True Grit Proves a Novel Trumps a Movie

The Cohen brothers remake of True Grit proved something I have suspected all along and that is that in the final analysis a novel trumps a movie. The film makers might have been at a disadvantage with someone like myself who has read Charles Portis novel several times and seen the original movie with John Wayne. But I am also a Cohen brothers devotee who rushes out every time to see their latest movie and I seriously believe they are among the great film makers with movies such as Fargo, Raising Arizona, Blood Simple and Millers Crossing. But I do believe their egos got the better of them when they took on True Grit. They were fighting against a legend in John Wayne's portrayal of Rooster Cogburn and Charles Portis dead on novel.

Still I went to see the movie and knowing every scene as I did from the novel I knew immediately when the Cohen brothers parted from the book. The problem was every time they left the novel with some inserted scenes or dialogue the movie sagged. The sparking prose so faithfully preserved in the Wayne film and used probably in seventy five percent of the Cohen Brothers film is what makes the film.
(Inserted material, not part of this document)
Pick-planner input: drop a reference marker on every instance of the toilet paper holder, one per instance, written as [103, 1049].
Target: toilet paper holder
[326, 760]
The audience  laughed most as the bandying of Mattie with Stockwell the horse trader and the dialogue between Rooster (Jeff Bridges) and the Texas ranger Labeef (Matt Damon) It was damn interesting to hear people chuckling over scenes that mirrored the Wayne film and of course originated in the book. But when the brothers veered the film became still born and strangely silent.

The problem was that all the Cohen brothers could bring to their movie was a sort of Ken Burns Verisimilitude and at times the movie had a documentary feel. Even the music was Burnsian with the piano plunking along and the realism of the people and the time was amazing. But the story moved only when Portis lines were faithfully delivered and some were thrown away as when Rooster gave his background on horseback instead of by the campfire as it was in the book. The problem for the Cohen Brothers is what can you bring to something that is damn near a perfect novel and a very good movie adaptation thirty years before. The answer is not much.

Even the Cohen ending tacked on did nothing to really make the story mythical. I knew before that scene even came on what the Cohen brothers were up too. All they could do was place the novel in historical significance and try and add what the Wayne film had left out, but it just fell flat. They did not have Rooster return as in the movie with the famous scene of Wayne jumping his horse. Jeff  Bridges character just did not stand up to John Wayne's portrayal. How could he? Wayne was mythical by the time he played Rooster Cogburn and he did the role justice. But again, the Bible was the book and if you read the novel and then go and see the Cohen Brothers 2010 take on this very good story, you are left with just one question at the end. Why did they ever take it on?